Stefan Zweig, el inmortal | Priscila Guinovart

Llegamos a Viena sobre las 17:00, unas cinco horas después de lo previsto. Un tren mal conectado y, en vez de almorzar en Schönbrunn, nos pillamos eligiendo un té y una torta para acompañarlo – la pâtisserie austríaca merece más menciones de las que recibe, dicho sea al pasar.

Fuimos a la ópera y al ballet. Visitamos varios museos y – sepan disculpar mi insistencia con la gastronomía – nos agasajamos con la oferta culinaria vienesa, de la cual guardo con especial cariño un risotto de remolacha que figura en el top ten de los platos más deliciosos que mi paladar ha conocido – y sí, el lector debe saber que este hecho también me sorprende a mí.

Después de las primeras veinticuatro horas en la capital austríaca, uno comienza a desear toparse con un muro en mal estado: surge en el visitante (y me consta que esto se extiende al local) una necesidad imperiosa de “descansar la vista” en algo feo. Tanta belleza, descubrí, abruma.

*. El escritor y la ciudad forman un matrimonio disfuncional (pero matrimonio al fin) forjado a base de encuentros, de bares, de calles y de olores: las historias de esquina, los acentos y accidentes constituyen una innegable (e ineludible) musa para el escritor. Es así como, aunque en un principio era Viena la que brotaba en la literatura de Zweig, ahora es el autor el que se exhibe en Viena.

Zweig se quitó la vida en Petrópolis (Brasil) en 1942, cuando la Segunda Guerra Mundial pretendía acabar con aquella Europa -su Europa- a la que tanto había escrito, a la que tanto amaba y a la que, de a momentos, tanto idealizaba. Pero Stefan Zweig no murió ese desafortunado día de febrero. De hecho, Zweig no murió.

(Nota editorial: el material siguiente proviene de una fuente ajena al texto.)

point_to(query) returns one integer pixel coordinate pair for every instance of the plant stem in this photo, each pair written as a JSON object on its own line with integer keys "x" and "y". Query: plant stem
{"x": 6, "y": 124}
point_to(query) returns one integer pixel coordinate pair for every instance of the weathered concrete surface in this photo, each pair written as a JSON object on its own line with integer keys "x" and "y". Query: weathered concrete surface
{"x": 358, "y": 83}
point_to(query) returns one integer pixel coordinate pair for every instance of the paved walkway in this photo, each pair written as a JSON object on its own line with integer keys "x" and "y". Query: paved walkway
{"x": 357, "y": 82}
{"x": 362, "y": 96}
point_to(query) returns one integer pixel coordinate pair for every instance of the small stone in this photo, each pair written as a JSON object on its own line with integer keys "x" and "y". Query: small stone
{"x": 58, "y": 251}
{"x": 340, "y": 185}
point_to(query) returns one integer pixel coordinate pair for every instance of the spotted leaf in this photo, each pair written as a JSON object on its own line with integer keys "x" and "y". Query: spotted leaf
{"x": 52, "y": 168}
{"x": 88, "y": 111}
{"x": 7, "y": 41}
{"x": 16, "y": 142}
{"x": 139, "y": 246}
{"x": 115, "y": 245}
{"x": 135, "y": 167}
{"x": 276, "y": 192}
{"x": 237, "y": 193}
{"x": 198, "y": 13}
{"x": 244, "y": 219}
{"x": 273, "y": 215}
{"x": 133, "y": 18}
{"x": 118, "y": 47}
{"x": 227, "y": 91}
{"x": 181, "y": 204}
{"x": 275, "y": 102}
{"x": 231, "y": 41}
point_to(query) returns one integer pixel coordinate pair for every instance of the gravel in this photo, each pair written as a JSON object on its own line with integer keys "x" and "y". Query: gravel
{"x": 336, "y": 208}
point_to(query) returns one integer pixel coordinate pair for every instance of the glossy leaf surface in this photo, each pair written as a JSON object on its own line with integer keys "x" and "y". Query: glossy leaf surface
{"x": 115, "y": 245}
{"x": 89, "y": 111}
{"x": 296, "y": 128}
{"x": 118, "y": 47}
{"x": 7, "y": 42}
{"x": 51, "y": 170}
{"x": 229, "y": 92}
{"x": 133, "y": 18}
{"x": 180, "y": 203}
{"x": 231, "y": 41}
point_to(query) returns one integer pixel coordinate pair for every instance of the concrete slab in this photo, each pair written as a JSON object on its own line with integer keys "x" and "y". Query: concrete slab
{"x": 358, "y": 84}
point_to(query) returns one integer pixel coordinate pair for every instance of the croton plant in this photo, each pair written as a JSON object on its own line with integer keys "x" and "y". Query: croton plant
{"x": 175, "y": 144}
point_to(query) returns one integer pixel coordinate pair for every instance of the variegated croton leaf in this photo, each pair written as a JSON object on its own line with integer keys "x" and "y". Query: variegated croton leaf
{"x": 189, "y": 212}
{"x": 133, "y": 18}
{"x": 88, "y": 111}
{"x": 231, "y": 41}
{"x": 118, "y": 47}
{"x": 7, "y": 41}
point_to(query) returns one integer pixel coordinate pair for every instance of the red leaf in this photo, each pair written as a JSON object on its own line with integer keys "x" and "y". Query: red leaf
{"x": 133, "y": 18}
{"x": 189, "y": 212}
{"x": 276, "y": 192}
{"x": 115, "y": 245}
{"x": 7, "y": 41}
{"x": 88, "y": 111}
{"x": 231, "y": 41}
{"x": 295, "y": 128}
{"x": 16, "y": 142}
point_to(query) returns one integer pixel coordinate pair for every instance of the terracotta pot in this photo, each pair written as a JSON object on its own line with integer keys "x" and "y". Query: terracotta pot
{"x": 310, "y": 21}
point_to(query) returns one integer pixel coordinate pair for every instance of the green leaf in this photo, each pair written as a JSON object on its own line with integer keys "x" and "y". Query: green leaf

Stefan Zweig es, hasta el día de hoy, el escritor extranjero más leído en Francia. Autor cabecera de la “movida intelectual hipster-millenial” (sí, hágase a la idea: existe una “movida intelectual hipster-millenial”), el austríaco anticipó un continente cuyos valores comunes y cultura serían más fuertes que la barbarie del nazismo.

No es alocado, después de todo, afirmar que Zweig es el padre intelectual de la Unión Europea.

Pero Zweig no se atascó en el viejo continente, y no me refiero aquí a su naturaleza de viajero incansable. Resulta al menos portentoso que el más europeo de los autores sea, simultáneamente, tan universal. Zweig describe, en El Mundo de Ayer, su liceo, sus profesores y su plan de estudio, y en absoluta honestidad, me pregunto: ¿existe acaso el lector que no haya reconocido en esos párrafos a su propio liceo, a sus propios docentes y a un programa que es sin excepción poco desafiante e insípido?

Zweig es un puente literario entre dos coyunturas cuya sucesión no siempre es evidente. En tiempos en los que el fanatismo y la censura intentan ganar la pulseada a la libertad, Stefan Zweig constituye una lectura obligatoria para quienes han olvidado las consecuencias de la intolerancia, pero también para los enamorados, para los nostálgicos, para los dramáticos, para los historiadores, y, ¡cómo no! para los visitantes de Viena.

À la prochaine!

 

*La asociación no se da necesariamente entre el escritor y su ciudad o país natal; me sucede a menudo, a modo de ejemplo, encontrarme con Rilke en Italia.